A pair of CPAs have filed a class-action complaint against the Internal Revenue Service challenging IRS regulations requiring tax practitioners to annually register and pay a fee to the agency to obtain and maintain a Preparer Tax Identification Number.
The class action involves more than 700,000 individual practitioners who are forced to pay for a PTIN every year. The lawsuit, which was filed Monday, seeks an injunction barring collection of the fee and recovery of the more than $150 million in fees the IRS has collected since 2010.
The challenged regulations were issued several years ago as part of a broad IRS initiative to radically expand its oversight of attorneys, accountants, and other tax return preparers who prepare tax returns for compensation, the CPAs’ attorneys noted. Last year, a federal court in Washington, D.C., ruled that large portions of the regulations issued by the IRS were invalid because the IRS lacked statutory authority to issue the regulations in the case of Loving v. United States, and that decision was upheld by the D.C. Circuit Court of Appeals earlier this year.
The rulings invalidated the IRS’s program for requiring mandatory testing and continuing education of tax preparers.

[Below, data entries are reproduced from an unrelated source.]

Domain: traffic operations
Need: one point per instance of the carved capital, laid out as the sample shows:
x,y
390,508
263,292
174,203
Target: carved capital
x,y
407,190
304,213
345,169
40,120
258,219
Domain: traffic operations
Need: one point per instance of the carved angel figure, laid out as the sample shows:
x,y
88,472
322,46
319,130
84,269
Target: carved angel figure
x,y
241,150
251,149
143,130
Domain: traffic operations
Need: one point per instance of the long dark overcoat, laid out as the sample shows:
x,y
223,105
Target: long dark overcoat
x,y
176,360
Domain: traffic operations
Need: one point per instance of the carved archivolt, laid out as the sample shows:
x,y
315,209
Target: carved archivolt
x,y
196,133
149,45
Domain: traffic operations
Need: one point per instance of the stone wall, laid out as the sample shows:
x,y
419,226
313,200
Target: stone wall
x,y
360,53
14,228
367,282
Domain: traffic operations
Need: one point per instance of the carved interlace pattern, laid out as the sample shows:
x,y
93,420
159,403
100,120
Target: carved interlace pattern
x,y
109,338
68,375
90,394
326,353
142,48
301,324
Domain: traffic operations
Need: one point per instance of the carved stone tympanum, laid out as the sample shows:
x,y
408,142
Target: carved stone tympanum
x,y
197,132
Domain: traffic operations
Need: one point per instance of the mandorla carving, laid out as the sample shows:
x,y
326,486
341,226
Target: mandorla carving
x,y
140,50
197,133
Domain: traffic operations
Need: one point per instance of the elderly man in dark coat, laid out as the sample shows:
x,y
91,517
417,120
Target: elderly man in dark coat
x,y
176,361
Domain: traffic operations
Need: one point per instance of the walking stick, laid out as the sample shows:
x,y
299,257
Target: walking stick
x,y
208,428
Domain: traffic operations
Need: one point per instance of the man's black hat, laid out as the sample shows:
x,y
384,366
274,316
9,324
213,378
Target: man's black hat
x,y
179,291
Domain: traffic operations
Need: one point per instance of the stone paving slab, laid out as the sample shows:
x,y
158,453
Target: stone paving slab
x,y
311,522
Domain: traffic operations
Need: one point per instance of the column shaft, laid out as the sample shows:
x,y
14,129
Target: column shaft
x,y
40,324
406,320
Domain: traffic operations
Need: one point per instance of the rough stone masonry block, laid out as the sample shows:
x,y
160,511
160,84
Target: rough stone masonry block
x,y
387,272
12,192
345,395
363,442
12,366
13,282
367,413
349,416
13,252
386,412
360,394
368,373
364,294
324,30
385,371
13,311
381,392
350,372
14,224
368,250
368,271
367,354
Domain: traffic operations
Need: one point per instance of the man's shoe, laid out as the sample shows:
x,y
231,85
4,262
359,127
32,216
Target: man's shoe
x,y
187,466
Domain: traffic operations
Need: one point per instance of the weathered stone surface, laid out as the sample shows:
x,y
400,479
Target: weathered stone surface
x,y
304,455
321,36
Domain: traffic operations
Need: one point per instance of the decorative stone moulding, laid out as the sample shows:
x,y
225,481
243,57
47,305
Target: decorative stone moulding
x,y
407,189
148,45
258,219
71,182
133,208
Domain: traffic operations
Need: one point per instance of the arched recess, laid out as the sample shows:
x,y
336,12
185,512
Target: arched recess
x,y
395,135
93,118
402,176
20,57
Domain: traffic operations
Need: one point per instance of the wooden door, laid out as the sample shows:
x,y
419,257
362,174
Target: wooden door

However, the courts allowed the IRS to continue to require registration of tax preparers through the PTIN, but did not rule on the question of fees. The IRS has announced plans to offer a voluntary testing program instead known as the Annual Filing Season Program, but the American Institute of CPAs has filed suit to stop the program (see
Congress allowed the IRS to require tax practitioners who prepare tax returns for compensation to place a PTIN on the returns to help IRS identify the preparer. The plaintiff CPAs argue that the IRS lacks the statutory authority, however, to charge fees to obtain or renew a PTIN and the IRS cannot use fees it has collected for unrelated activities. The IRS uses only a small portion of the fees collected to pay the vendor who manages the online PTIN registration process and uses the bulk of the fees for other IRS activities. The plaintiffs are seeking restitution of the fees collected by the IRS in the past and injunctive relief barring the IRS from collecting similar fees in the future.
“If an agency can charge U.S. citizens to fulfill a requirement, then an agency can tax,” said plaintiffs’ co-counsel, Allen Buckley of Atlanta. “Unlawfully, the IRS has been taxing Americans.”
The other co-counsel, Stuart Bassin of Washington, D.C., said, “The courts have rejected the IRS’s effort to regulate return preparers and it is time for the IRS to return the PTIN registration fees it has collected to support that effort.”